China has 10% less arable land than India yet its agricultural production is 25% higher. Also China implemented land reforms in the early fifties which resulted in enhanced agricultural output, establishment of agro industries whereas with the exception of some states land reforms were mostly half measures in India. Bad policies decisions further deepened the crisis and as a result thousands of farmers are committing suicides every year across the country. Having said that private sector in India is making serious investment in the agro based industry and some of them bearing fruits. Going forward the government and the private sector in India will need to work together to boost investments in agro infrastructure as well as upgrading of existing distribution system, irrigation, farming methods and technology.  New Delhi will have to look at liberalizing R&D in agriculture sector, create policies to encourage investments in the agro sector of the economy and this will have to include the much needed land reforms.

China’s ambitious development goals are an official target of reaching a 95 percent grain self-sufficiency rate. This policy is a pillar to establishing the country’s food security, and result in an increase in domestic fertilizer consumption. According to the governments figures China’s national grain consumption will reach 572.5 million tons around 2020, requiring an increase of around 50 million tons in domestic fertilizer production over the next 10 years.  In order to achieve these targets, the government has made clear that it plans to boost investment in agro infrastructure also upgrade existing technologies in irrigation systems as well as seedlings, while improving farming methods and increasing the level mechanisation in the sector.

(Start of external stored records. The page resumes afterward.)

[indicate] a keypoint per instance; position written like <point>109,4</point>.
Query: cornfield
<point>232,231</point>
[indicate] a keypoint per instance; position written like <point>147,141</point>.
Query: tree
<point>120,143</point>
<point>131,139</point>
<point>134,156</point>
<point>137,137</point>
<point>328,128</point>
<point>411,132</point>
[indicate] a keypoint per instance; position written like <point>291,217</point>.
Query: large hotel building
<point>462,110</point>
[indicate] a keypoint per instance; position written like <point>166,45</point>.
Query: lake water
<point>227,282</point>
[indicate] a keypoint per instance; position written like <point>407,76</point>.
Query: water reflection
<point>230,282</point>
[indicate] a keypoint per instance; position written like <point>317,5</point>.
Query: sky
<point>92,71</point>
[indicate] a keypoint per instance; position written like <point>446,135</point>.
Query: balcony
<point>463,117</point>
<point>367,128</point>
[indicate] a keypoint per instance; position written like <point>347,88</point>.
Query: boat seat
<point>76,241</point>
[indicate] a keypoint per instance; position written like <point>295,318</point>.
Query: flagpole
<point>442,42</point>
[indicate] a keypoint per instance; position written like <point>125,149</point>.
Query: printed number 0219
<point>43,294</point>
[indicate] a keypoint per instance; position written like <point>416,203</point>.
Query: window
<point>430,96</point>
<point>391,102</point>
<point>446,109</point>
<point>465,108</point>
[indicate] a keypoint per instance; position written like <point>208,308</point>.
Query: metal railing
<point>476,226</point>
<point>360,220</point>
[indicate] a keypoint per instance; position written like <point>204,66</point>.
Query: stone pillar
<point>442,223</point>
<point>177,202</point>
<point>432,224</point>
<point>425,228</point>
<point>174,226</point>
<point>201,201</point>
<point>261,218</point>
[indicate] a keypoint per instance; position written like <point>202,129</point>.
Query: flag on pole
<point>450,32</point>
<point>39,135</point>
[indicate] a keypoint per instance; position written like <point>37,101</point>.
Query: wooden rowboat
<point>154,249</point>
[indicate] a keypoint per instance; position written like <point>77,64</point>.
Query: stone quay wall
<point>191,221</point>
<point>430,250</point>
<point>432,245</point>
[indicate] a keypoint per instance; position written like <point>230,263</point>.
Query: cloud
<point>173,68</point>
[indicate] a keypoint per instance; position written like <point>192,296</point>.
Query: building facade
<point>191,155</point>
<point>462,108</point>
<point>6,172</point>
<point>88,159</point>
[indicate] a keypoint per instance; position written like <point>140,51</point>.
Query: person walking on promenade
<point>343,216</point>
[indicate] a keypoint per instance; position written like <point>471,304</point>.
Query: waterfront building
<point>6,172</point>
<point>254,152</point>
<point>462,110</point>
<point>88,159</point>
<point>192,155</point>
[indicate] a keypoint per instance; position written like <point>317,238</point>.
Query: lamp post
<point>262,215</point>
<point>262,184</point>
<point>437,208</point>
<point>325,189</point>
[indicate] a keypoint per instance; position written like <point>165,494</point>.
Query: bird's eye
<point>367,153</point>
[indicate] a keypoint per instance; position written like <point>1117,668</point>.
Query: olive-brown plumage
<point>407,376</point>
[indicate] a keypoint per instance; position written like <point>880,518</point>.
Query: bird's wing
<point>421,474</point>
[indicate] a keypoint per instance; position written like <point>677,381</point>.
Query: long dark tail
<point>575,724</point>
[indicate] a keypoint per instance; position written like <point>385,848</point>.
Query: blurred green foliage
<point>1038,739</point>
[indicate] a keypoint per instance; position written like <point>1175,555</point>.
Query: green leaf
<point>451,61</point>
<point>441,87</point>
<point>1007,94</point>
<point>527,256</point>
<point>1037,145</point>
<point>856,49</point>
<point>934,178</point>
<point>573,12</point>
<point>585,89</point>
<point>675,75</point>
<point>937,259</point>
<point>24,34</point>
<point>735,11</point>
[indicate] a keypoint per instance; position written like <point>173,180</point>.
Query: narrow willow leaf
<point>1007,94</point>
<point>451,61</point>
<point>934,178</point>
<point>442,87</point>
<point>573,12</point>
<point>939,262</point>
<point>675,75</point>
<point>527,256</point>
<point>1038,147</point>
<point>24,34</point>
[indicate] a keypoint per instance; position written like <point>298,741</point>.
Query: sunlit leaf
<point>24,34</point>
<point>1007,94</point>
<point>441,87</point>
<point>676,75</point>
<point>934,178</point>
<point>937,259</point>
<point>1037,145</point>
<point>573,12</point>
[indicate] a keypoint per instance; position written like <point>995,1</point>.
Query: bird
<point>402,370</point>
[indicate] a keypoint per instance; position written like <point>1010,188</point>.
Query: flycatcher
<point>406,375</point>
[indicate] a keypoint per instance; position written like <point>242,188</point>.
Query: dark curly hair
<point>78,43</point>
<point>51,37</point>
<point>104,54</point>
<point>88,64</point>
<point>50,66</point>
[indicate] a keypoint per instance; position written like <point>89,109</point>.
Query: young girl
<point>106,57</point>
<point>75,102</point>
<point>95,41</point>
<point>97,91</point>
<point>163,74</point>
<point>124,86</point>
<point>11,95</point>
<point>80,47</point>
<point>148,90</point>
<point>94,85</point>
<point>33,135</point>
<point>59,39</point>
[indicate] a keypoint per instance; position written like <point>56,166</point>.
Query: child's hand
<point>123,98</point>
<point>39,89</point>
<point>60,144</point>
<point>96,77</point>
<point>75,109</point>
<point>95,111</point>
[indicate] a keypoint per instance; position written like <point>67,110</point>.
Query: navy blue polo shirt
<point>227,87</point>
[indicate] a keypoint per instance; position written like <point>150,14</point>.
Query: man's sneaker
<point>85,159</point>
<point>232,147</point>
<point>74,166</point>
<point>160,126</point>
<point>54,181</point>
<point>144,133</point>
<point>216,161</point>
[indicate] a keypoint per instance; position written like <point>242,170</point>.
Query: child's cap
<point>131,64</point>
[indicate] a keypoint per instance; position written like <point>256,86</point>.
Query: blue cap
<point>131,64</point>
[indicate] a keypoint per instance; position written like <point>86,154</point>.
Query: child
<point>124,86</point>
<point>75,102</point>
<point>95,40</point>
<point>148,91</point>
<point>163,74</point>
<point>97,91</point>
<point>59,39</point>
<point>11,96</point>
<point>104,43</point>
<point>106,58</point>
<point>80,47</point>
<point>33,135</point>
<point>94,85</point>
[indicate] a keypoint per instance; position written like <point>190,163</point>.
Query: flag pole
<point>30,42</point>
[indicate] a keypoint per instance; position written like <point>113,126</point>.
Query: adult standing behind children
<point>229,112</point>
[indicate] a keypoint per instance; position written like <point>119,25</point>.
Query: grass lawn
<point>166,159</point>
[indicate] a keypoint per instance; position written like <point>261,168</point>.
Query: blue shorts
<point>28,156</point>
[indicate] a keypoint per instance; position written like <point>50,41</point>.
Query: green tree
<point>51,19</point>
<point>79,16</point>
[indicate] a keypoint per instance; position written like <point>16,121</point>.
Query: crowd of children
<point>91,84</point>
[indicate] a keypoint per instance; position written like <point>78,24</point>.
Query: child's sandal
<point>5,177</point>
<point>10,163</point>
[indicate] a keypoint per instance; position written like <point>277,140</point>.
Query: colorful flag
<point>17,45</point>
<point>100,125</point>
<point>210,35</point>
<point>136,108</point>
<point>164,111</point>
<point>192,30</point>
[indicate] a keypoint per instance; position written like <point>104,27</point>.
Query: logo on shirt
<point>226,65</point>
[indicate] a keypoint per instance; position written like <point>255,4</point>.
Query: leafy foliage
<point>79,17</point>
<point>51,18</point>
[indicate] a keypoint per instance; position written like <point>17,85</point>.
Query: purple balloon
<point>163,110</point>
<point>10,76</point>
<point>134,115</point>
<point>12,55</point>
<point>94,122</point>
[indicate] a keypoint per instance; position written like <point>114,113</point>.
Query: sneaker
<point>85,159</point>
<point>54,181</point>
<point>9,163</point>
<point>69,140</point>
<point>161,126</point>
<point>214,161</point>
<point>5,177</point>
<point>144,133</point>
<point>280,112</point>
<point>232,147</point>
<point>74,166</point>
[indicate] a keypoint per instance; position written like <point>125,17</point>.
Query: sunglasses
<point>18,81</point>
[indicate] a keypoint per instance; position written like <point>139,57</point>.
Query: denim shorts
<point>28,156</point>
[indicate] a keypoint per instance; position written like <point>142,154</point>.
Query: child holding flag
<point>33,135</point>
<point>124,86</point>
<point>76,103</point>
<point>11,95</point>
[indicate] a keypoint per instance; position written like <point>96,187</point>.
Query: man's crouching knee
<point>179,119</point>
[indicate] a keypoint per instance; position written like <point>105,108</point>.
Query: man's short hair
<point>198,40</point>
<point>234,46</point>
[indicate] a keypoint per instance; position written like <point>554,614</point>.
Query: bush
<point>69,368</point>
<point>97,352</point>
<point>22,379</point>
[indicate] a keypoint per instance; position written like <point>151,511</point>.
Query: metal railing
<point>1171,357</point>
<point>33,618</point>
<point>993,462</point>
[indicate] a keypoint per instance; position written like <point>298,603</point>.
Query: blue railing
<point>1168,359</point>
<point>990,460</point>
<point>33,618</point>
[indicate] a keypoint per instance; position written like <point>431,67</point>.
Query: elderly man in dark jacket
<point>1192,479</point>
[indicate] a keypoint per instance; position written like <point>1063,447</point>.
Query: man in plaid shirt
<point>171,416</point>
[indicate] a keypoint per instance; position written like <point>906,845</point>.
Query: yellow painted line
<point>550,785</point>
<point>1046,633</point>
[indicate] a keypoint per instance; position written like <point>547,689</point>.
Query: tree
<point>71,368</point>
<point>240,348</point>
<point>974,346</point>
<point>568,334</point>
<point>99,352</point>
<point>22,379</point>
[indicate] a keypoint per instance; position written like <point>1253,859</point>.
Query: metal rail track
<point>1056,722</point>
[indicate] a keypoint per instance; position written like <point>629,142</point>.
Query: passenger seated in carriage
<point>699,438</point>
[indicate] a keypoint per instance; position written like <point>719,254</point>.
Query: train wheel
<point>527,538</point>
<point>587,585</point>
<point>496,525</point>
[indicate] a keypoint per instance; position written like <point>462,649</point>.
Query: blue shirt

While both India and China search for a more competent, healthier and sustainable way to develop their economy. They do face similar challenges and one of them is to find a growth model that is inclusive and able to deal with growing income inequality which could potentially create social unrest going forward.

The two great civilizations of the past are finding their way back to the world centre stage as economic powers and in the process reshaping the future of the global economy. Both countries can learn a lot from each other and through collaboration create limitless growth opportunities.

A combined population of 2.5 billion presents a huge market full of abundant opportunities that has a potential of creating a super- highway for growth. And linking to a super growth corridor will allow other countries especially the emerging economies to increase their growth speed limits significantly.  So there is a strong case for companies and economies to have a China- India strategy (aka CHINDIA ) rather than a strategy that focuses only on China or India.